Last year for St. Patrick’s Day, I made a big cheesy, meaty feast. This year, I had plans to make several Irish-inspired dishes, but then I got busy, and then there were Bravo reality shows on the DVR that needed watching and, well, you can see where this is going.
I did however manage to make a somewhat sorry Irish cheese fondue.

I had two varieties of high-quality Irish cheese – one an Irish cheddar and the other an aged Dubliner cheese. Both were delicious on their own. There was something slightly fruity about both of them, and I wish I would have just nibbled on them with some bread instead of turning them into this fondue.
For one thing, my fondue accompaniments were a little sad – a baguette and some frozen green beans, used primarily for their greenness and because I had no other more appropriate fondue vegetables – cauliflower, broccoli, red potatoes, asparagus. Any of those probably would have been better.

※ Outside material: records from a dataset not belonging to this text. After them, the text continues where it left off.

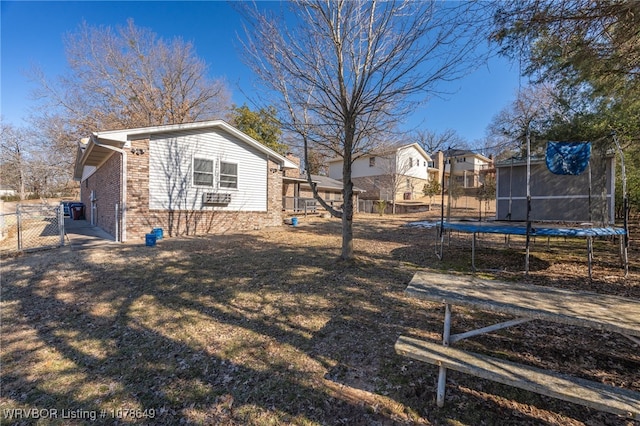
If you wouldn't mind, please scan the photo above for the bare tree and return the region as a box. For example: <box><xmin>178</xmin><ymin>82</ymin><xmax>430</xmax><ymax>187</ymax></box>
<box><xmin>32</xmin><ymin>20</ymin><xmax>230</xmax><ymax>132</ymax></box>
<box><xmin>488</xmin><ymin>85</ymin><xmax>561</xmax><ymax>156</ymax></box>
<box><xmin>0</xmin><ymin>121</ymin><xmax>30</xmax><ymax>200</ymax></box>
<box><xmin>243</xmin><ymin>0</ymin><xmax>489</xmax><ymax>259</ymax></box>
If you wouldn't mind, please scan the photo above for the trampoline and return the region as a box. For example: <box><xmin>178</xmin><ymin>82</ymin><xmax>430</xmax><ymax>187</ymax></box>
<box><xmin>436</xmin><ymin>221</ymin><xmax>628</xmax><ymax>279</ymax></box>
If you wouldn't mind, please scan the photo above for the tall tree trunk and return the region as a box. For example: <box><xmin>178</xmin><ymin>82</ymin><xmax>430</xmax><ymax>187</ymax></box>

I made one major alteration to the fondue recipe. I didn’t have any frozen apple juice concentrate and couldn’t find it at the corner store, so I used some apple juice that I reduced on the stove instead. That probably changed the end result, which was pretty runny and slightly coagulated. The recipe called for a stout beer, such as Guiness, which seemed to overpower the cheese flavor entirely. The cheese itself didn’t melt very well, perhaps because I used a combination instead of strictly cheddar.
It was OK with the bread, but it didn’t stick to the beans at all. Perhaps I should have added some pureed white beans for that creamy consistency.

1 Comment
March 27, 2008 at 2:32 am
That looks good. I love the idea of serving dippable vegetables with fondue, instead of just bread.